By the time I sat down and started eating, they were all beginning to filter out of the room. Jake pauses beside me as he goes to follow after them all; I look up at him.
"You're not allowed to scare me like that again, you know that right?"
"I'm not sure that I can control that." I manage to let out a part smile, but he doesn't find it in the least humorous.
"You need to promise me." He said with more conviction, edging forward.
Instead of arguing I gulped and nodded, "I promise." He quickly hugged me, squeezing me tightly before ruffling my hair as he backs up. My frown forming on my face when I have to dampen it back down again. His own sly smirk etching its way onto his face until he walks out of the room, his eyes tracking back once or twice until he's through the hallway and the sound of the front door is shutting.
So, for the rest of my breakfast, I eat in silence. My knee jostling up and down and it isn't until I was tidying my bowl and spoon into the dishwasher that I heard June sending the police off at the front door.
Moments later, after the door shut, her footsteps came down the hallway before her head popped through opening to the kitchen, eyes now resting on me.
"How are you doing?" I shrugged my shoulders; in all honesty, I was exhausted.
And terrified beneath it all, but I wouldn't admit that.
"We're going to get a new door today, without the glass, of course." She crossed her arms, still watching my every move.
I shrugged once again, shutting the door to the dishwasher.
"What do you think he wanted?" Her eyes widened, standing much straighter as she heard me.
"What could he possibly want with me?" I clarified as June looked at me in question.
"It doesn't matter. He won't get to you ever again." A shiver ran through my body, I nodded my head in understanding.
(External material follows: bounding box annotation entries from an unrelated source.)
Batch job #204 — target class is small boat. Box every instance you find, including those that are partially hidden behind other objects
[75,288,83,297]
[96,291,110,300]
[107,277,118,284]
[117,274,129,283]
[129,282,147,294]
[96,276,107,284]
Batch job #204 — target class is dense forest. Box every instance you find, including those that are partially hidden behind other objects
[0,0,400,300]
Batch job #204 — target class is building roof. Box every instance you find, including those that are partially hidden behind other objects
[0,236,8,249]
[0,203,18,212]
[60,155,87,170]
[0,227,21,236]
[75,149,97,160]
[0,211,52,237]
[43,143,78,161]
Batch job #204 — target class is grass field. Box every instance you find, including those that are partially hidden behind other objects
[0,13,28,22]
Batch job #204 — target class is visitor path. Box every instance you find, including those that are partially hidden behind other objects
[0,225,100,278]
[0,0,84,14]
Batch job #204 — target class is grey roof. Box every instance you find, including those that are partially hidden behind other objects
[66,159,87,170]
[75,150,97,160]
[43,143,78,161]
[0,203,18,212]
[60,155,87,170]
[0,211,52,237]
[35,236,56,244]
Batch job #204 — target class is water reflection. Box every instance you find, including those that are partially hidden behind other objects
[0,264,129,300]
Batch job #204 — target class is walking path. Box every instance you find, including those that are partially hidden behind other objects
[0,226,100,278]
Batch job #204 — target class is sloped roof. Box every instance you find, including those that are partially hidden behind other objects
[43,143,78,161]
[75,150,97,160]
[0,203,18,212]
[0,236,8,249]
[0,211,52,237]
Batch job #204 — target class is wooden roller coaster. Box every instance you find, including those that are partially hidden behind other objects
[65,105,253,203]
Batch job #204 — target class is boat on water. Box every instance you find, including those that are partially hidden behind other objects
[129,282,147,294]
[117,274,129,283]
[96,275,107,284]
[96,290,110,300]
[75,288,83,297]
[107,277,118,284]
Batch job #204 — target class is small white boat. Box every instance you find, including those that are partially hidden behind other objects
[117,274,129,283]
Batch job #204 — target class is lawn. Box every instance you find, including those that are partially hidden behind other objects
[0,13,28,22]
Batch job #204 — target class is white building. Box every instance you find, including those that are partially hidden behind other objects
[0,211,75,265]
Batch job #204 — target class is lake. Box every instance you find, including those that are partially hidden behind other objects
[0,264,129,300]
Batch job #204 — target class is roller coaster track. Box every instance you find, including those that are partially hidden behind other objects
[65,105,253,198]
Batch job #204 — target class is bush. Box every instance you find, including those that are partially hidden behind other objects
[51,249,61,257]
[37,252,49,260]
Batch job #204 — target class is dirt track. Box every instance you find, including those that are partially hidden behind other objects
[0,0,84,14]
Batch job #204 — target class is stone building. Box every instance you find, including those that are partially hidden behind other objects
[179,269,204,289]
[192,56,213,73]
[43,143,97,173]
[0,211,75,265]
I walked towards the door, hoping to get to my room but as I passed June, her hands rested on both my shoulders.
"I won't ever let someone hurt you, Ella. You're safe here, you know that right?" I didn't know whether to look away at the intensity of her eyes.
Instead, I let a tight smile spread, nodding before she let me go and I walked out into the hallway. I glanced backwards, watching as she moved into the kitchen.
It allowed me to sidestep into her office, eyes landing on the phone and grabbing it between my hands to start dialling. I wait with bated breath, until it comes crashing down all over again.
"We're sorry. You have reached a number that is disconnected or that is no longer in service."
My heart dropped all over again. Stupid Fallen.
And despite June's words, they didn't make me feel any better or safer.
I think the only way for me to be safe, is to become someone who is so strong... no one could take me ever again.